From the floor below came the sound of the radio belonging to the landlady's daughter, who usually stayed up late studying. She was a sullen, graceless girl at whom he smiled courteously without ever receiving a greeting or a look in return. La Maritima had been a bathhouse—built in 1844 it said above the door facing the calle Arc del Teatre—and was later converted into a cheap rooming house for sailors. It straddled a rise between the old port and the Chinese quarter, and no doubt the girl's mother, a hard-faced woman with dyed red hair, had alerted the girl from an early age to the inherent dangers of her clientele, rough unscrupulous men who collected women in every port, hitting land with a raging thirst for alcohol, drugs, and more or less virgin girls.

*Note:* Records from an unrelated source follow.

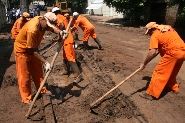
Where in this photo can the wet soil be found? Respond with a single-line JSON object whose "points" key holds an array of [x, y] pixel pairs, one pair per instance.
{"points": [[125, 47]]}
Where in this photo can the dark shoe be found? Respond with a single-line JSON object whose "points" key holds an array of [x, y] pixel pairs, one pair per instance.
{"points": [[85, 45], [146, 96], [175, 92], [48, 93], [66, 68], [100, 48], [99, 44], [76, 37], [64, 73], [78, 79]]}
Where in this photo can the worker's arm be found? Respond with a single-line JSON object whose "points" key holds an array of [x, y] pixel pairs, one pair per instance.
{"points": [[35, 52], [151, 54]]}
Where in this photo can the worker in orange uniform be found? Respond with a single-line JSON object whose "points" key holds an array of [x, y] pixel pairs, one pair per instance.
{"points": [[75, 30], [68, 52], [165, 41], [28, 60], [68, 17], [87, 28], [19, 23]]}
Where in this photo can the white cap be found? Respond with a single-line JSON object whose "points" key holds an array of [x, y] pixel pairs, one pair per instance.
{"points": [[55, 9], [75, 14], [51, 19]]}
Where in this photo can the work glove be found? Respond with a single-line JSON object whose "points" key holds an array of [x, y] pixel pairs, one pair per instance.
{"points": [[142, 66], [47, 66]]}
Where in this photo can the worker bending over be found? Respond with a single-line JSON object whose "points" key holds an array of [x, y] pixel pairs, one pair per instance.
{"points": [[19, 23], [28, 60], [166, 41], [68, 52]]}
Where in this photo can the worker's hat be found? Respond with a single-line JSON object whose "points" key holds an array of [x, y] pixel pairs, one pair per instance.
{"points": [[66, 15], [55, 9], [75, 14], [51, 19], [150, 26], [26, 15]]}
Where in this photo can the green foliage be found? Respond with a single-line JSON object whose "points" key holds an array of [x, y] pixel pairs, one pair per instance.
{"points": [[181, 11], [76, 3]]}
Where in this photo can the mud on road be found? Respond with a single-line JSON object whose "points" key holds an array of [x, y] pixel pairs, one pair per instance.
{"points": [[124, 49]]}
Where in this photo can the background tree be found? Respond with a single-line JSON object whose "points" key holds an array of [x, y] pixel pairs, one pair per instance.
{"points": [[181, 12], [76, 5]]}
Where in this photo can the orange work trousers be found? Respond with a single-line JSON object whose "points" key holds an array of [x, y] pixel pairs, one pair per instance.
{"points": [[68, 52], [88, 33], [28, 66], [165, 73]]}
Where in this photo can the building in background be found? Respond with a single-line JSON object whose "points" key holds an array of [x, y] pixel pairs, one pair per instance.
{"points": [[3, 10], [97, 7]]}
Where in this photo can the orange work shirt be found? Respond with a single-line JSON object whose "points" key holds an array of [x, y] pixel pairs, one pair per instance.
{"points": [[30, 36], [19, 23], [61, 19], [83, 23], [166, 41]]}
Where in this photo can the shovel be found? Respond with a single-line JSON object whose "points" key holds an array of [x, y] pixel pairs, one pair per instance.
{"points": [[47, 74]]}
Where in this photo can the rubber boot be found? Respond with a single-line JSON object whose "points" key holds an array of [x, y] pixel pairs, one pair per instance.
{"points": [[66, 68], [99, 44], [85, 45], [76, 37], [77, 74]]}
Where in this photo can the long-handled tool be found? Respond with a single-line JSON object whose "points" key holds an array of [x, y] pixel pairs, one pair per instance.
{"points": [[47, 74], [92, 104]]}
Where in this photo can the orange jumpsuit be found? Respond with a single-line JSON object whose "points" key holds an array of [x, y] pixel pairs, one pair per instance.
{"points": [[172, 50], [68, 50], [73, 22], [86, 26], [27, 64], [19, 23]]}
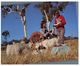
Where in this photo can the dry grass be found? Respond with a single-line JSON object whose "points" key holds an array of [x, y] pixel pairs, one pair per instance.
{"points": [[29, 58]]}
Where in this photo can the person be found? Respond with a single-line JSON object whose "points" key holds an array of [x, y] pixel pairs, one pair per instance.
{"points": [[44, 30], [59, 23]]}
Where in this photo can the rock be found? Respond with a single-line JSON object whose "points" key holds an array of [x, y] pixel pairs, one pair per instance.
{"points": [[64, 49]]}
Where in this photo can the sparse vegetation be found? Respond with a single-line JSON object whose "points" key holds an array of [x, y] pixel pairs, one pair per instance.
{"points": [[29, 58]]}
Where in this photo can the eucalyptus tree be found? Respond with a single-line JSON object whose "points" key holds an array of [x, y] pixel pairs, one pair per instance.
{"points": [[16, 7], [5, 34]]}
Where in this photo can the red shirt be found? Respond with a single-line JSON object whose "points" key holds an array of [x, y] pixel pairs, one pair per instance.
{"points": [[62, 20]]}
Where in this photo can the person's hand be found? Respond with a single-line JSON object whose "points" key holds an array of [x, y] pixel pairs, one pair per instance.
{"points": [[54, 25]]}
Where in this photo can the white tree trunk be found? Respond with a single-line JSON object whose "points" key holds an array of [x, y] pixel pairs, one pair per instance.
{"points": [[23, 19], [48, 22], [25, 33]]}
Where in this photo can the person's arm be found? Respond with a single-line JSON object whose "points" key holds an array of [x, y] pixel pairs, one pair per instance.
{"points": [[58, 22]]}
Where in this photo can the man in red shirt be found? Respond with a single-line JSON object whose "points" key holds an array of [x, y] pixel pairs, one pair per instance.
{"points": [[59, 23]]}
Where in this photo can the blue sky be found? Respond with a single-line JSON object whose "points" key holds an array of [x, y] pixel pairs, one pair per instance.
{"points": [[13, 24]]}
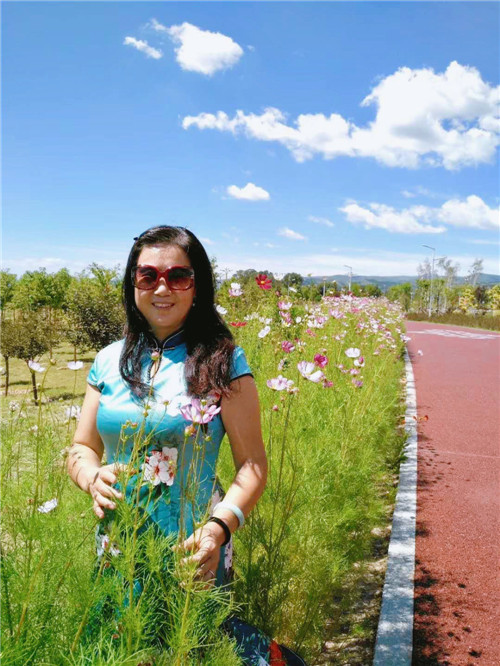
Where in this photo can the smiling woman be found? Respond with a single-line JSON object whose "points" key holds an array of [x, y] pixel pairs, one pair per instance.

Through the window, and blending with the jazz on his Walkman, he could hear every note of Noel Soto singing
"Noche de samba en Puerto Esparia."
Coy turned up the volume. He was naked except for his shorts; on his stomach, open and face down, lay the Spanish edition of Patrick O'Brian's
Master and Commander.
His mind, however, was miles away from the nautical feats of Captain Aubrey and Dr. Maturin. The stain on the ceiling resembled the outline of a coast, complete with capes and coves, and Coy followed an imaginary course between two extremes of the yellowish sea on the smooth ceiling.

It was raining when they left the Boadas. A fine rain slicked the asphalt and sidewalks with glimmering lights and misted halos around automobile headlights. She didn't seem to care that her suede jacket was getting wet, and they walked along the central paseo between newspaper kiosks and flower stands just beginning to close. A mime, stoic beneath the drizzle trickling down the white paint on his petrified face, followed passers-by with sad eyes after she bent down to leave a coin in his top hat. She walked on exactly as before, a little ahead of him and looking to her left, as if leaving to Coy the choice of occupying that space or discreetly fading away. He stole a glance at the hard profile behind smooth hair that rippled as she walked, and the dark-blue eyes occasionally turned toward him as the prelude to a thoughtful look or a smile.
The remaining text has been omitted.